De Postcode Loterij meldde begin deze week in een advertentie dat Wakker Dier geld van de loterij ontvangt omdat die organisatie ‘vecht' voor 'een eerlijke prijs’ voor boeren. Supermarkten zouden meer betalen voor Wakker Dierenvlees dat niet uit de 'vee-industrie' komt.
"In werkelijkheid vecht Wakker Dier niet voor de boer, maar tegen de boer. Elke keer weer wordt door Wakker Dier gedaan alsof wij, gangbare boeren, onze dieren mishandelen. Dat klopt niet met het werkelijke beeld’’, vond pluimveehoudster Jolanda Kieftenbeld.

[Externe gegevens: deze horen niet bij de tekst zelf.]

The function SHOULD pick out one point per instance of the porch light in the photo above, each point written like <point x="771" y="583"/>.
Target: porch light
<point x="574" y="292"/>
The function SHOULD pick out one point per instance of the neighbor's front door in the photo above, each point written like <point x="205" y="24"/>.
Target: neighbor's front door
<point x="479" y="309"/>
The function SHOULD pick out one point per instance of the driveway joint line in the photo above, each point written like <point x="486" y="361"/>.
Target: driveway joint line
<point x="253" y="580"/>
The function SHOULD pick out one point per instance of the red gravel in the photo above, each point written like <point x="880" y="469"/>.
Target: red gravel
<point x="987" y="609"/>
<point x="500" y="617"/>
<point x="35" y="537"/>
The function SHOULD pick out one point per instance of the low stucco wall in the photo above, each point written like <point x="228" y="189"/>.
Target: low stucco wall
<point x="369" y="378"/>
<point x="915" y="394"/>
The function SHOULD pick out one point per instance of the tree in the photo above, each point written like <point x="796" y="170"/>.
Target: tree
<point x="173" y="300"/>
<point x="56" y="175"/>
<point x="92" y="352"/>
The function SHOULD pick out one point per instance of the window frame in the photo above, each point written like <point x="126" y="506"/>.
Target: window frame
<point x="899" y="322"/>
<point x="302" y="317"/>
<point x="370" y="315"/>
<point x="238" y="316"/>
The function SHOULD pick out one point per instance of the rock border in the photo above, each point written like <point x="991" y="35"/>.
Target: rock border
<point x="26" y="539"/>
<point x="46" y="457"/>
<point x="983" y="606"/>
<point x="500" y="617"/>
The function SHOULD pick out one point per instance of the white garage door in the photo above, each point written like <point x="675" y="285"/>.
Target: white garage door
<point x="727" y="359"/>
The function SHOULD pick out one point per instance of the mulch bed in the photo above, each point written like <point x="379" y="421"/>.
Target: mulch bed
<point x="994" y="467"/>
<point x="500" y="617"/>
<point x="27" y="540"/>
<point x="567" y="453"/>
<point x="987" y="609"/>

Zowel de Postcode Loterij als Kieftenbeld vergissen zich. Wakker Dier laat supers boeren niet beter betalen. De organisatie zorgt voor ruimte waarmee boerenondernemers eigen concepten kunnen ontwikkelen. Daar kunnen ze inderdaad geld mee verdienen omdat ze door onderscheiden formules niet meer ten onder hoeven te gaan in die enorme puist vlees die gewone boeren maken. Daar betaalt een super niet voor als er teveel van is. Gangbare boeren zorgen er echter voor dat er nooit te weinig en eigenlijk bijna altijd teveel van is.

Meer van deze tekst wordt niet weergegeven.